Fig 5. Ipragliflozin upregulated both Foxo1 and Creb1 genes in the kidney, while LCHD upregulated in the liver.

Foxo1 and Creb1 mRNA expression in the kidney (a, b) and liver (c, d) were determined by quantitative RT-PCR. The means ± SEM of mRNA related to NC group are presented. n = 6–10. *p < 0.05, **p < 0.01 vs NC. White bars, NC; hatched white bars, LC; hatched grey bars, NC+Ipra; black bars LC+Ipra.

Fig 6. Ipragliflozin treatment reduced liver, but increased kidney glycogen content.

Glycogen content in the liver and kidney (a) measured in the NC group. Glycogen content in the kidney (b) and liver (c) in non-fasted mice at day 56. (d) Best carmine staining indicating glycogen storage in the liver. n = 6–10. Data are presented as means ± SEM. Scale bars = 100 μm. *p < 0.05, ****p < 0.0005 vs NC. White bars, NC; hatched white bars, LC; hatched grey bars, Ipra; black bars LC+Ipra.

Fig 7. Ipragliflozin increased Pygl expression in the kidney, while LCHD increased in the liver.

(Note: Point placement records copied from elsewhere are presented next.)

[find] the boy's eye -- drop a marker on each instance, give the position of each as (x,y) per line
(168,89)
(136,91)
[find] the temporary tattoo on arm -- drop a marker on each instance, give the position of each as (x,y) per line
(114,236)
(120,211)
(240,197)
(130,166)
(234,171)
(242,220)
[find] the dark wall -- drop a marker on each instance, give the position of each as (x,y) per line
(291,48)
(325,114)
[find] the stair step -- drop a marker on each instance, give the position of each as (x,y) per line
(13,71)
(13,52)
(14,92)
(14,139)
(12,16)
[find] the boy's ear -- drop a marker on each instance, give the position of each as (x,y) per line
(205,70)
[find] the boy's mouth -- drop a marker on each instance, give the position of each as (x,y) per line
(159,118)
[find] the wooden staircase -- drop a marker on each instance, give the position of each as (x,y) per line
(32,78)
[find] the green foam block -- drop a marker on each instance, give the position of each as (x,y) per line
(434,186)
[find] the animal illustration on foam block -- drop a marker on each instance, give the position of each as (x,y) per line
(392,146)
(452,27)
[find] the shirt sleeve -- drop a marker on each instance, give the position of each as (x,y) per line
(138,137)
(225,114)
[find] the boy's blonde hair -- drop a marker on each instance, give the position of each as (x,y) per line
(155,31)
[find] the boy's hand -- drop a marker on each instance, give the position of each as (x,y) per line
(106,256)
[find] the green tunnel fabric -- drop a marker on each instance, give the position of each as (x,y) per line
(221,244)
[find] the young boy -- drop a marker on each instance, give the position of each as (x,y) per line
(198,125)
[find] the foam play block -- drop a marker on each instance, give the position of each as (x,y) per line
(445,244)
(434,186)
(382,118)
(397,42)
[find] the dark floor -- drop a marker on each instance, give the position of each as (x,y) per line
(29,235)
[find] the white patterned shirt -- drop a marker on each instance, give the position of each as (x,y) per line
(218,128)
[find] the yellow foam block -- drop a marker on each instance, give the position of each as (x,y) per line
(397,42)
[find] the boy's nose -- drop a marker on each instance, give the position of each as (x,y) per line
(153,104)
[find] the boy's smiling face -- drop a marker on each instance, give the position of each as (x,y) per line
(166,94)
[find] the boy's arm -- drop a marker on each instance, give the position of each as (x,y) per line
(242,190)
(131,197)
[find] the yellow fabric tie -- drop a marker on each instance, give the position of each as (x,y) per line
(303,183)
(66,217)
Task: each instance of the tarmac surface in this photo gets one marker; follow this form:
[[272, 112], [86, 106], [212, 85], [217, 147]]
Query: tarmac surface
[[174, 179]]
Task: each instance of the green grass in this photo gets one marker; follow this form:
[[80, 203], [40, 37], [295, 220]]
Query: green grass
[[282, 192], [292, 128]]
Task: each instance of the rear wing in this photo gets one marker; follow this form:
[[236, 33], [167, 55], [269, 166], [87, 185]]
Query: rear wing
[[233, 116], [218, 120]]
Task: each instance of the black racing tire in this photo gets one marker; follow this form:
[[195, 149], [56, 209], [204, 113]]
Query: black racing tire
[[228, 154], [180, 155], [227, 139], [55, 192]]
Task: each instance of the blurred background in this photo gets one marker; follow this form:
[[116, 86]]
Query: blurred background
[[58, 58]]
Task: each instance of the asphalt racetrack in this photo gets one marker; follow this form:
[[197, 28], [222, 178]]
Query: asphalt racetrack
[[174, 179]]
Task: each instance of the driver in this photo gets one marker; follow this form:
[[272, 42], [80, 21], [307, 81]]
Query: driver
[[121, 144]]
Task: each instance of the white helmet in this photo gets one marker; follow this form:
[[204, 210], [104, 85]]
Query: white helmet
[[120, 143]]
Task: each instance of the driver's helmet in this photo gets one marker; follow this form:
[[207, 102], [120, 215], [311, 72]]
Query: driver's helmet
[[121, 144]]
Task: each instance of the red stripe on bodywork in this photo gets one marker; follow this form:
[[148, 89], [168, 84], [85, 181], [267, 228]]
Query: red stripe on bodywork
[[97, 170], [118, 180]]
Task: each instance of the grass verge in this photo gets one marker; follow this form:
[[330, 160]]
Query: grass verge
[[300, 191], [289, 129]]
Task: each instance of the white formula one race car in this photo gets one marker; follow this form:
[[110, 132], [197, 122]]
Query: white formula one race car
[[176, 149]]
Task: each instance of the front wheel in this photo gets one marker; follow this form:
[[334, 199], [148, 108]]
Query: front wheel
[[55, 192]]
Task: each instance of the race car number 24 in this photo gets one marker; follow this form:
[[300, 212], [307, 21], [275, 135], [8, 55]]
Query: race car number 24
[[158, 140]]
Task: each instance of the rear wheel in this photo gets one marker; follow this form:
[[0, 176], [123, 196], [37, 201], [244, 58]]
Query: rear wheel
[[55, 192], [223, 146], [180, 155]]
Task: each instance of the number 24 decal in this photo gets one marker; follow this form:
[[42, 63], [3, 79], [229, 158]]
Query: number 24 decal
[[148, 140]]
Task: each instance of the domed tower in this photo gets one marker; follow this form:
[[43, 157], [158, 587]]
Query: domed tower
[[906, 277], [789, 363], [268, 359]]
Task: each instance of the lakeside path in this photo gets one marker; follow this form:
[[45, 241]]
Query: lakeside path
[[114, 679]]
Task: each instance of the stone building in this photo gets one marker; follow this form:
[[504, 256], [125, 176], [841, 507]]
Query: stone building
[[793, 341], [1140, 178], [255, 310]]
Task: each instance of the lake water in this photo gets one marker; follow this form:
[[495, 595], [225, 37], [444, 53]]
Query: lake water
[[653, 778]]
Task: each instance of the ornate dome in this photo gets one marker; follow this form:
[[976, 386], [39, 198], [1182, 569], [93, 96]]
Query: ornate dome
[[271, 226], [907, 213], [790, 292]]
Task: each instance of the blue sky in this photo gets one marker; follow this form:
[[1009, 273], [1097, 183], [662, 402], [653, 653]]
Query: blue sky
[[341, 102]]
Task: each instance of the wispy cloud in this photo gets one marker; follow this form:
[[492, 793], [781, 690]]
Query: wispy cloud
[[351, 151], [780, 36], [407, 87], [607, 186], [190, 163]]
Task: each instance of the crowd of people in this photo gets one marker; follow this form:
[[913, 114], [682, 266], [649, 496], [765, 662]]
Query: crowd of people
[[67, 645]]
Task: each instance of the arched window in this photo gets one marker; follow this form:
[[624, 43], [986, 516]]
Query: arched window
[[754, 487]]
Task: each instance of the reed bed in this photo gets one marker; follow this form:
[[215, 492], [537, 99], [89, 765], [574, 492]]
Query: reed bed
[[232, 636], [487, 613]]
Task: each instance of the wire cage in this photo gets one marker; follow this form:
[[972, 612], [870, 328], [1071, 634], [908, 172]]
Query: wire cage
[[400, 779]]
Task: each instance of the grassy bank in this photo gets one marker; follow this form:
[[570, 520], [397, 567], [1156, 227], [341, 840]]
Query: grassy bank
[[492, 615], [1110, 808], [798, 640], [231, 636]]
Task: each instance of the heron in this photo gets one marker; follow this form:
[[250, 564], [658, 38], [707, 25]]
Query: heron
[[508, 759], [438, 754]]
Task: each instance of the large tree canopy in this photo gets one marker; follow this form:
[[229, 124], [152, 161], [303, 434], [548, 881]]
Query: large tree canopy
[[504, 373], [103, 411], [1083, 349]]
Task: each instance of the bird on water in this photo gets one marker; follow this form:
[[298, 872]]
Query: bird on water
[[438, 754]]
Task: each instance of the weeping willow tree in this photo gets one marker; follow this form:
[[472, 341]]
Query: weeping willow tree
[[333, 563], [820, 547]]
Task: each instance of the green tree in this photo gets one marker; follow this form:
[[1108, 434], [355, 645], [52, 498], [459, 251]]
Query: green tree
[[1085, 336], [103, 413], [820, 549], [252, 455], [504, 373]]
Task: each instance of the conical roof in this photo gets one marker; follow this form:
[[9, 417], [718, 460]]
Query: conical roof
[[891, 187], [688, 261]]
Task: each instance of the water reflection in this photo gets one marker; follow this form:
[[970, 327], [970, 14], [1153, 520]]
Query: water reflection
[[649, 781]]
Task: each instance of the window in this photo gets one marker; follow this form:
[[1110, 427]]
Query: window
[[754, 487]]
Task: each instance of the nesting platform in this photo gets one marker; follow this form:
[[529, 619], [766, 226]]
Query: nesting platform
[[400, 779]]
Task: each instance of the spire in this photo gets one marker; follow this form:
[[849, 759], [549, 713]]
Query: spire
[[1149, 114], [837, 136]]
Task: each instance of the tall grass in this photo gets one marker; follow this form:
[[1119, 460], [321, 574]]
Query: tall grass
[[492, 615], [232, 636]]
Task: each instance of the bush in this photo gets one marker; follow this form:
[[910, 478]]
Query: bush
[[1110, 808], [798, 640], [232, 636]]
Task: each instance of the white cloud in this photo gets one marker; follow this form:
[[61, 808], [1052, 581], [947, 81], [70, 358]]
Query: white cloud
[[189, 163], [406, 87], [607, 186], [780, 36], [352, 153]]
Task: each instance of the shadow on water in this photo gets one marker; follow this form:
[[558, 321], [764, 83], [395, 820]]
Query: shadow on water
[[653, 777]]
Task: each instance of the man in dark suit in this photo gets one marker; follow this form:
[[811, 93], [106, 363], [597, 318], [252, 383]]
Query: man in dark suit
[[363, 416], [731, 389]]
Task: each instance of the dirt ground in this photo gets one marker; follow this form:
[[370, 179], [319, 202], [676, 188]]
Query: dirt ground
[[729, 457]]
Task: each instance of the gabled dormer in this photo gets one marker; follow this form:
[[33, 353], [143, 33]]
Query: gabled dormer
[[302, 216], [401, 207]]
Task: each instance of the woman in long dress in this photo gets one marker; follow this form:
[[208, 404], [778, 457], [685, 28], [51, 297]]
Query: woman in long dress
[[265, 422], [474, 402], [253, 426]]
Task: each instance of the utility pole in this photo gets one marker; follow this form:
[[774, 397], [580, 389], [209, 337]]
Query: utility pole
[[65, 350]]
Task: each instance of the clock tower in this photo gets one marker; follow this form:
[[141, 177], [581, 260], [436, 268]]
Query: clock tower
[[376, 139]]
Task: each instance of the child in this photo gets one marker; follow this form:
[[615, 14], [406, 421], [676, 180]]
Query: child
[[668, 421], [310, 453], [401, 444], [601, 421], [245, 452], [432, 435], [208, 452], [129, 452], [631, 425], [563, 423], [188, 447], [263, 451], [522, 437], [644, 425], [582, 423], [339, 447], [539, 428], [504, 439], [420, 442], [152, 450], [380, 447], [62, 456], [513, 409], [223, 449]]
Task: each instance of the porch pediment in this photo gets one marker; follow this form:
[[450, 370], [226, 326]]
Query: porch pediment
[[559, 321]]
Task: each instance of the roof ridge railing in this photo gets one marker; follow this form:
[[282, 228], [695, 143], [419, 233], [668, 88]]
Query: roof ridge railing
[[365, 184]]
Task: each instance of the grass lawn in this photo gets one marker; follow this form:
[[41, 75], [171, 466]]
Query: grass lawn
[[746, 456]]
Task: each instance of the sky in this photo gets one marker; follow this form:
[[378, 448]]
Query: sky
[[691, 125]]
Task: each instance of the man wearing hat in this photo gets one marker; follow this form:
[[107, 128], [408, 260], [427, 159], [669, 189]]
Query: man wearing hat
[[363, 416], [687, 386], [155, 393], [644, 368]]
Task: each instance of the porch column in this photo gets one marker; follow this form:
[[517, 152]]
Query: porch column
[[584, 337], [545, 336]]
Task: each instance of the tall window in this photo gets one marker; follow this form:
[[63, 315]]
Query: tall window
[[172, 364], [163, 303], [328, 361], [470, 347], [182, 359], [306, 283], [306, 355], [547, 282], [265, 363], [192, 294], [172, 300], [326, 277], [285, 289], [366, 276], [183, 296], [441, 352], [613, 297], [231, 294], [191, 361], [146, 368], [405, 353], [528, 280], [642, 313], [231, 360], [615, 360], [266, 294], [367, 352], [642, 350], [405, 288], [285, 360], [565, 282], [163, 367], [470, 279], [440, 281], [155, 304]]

Pygl and Gys1/Gys2 mRNA expression in the kidney (a, b) and in the liver (c, d) were determined by quantitative RT-PCR. The means ± SEM of mRNA related to NC group are presented. n = 6–10. *p < 0.05, **p < 0.01, ***p<0.005, ****p<0.0005 vs NC. White bars, NC; hatched white bars, LC; hatched grey bars, NC+Ipra; black bars LC+Ipra.

Fig 8. Ipragliflozin enhanced Acad11 and Fasn mRNA expression in the kidney.

Acad11 and Fasn mRNA expression in the kidney (a, b) and liver (c, d) were determined by quantitative RT-PCR. The means ± SEM of mRNA related to NC group are presented. TG content in the kidney and the liver (e) measured in the NC group. TG content in the kidney (f) and liver (g) in non-fasted mice. n = 6–10. *p < 0.05, **p < 0.01, ***p<0.005 vs NC. White bars, NC; hatched white bars, LC; hatched grey bars, NC+Ipra; black bars LC+Ipra.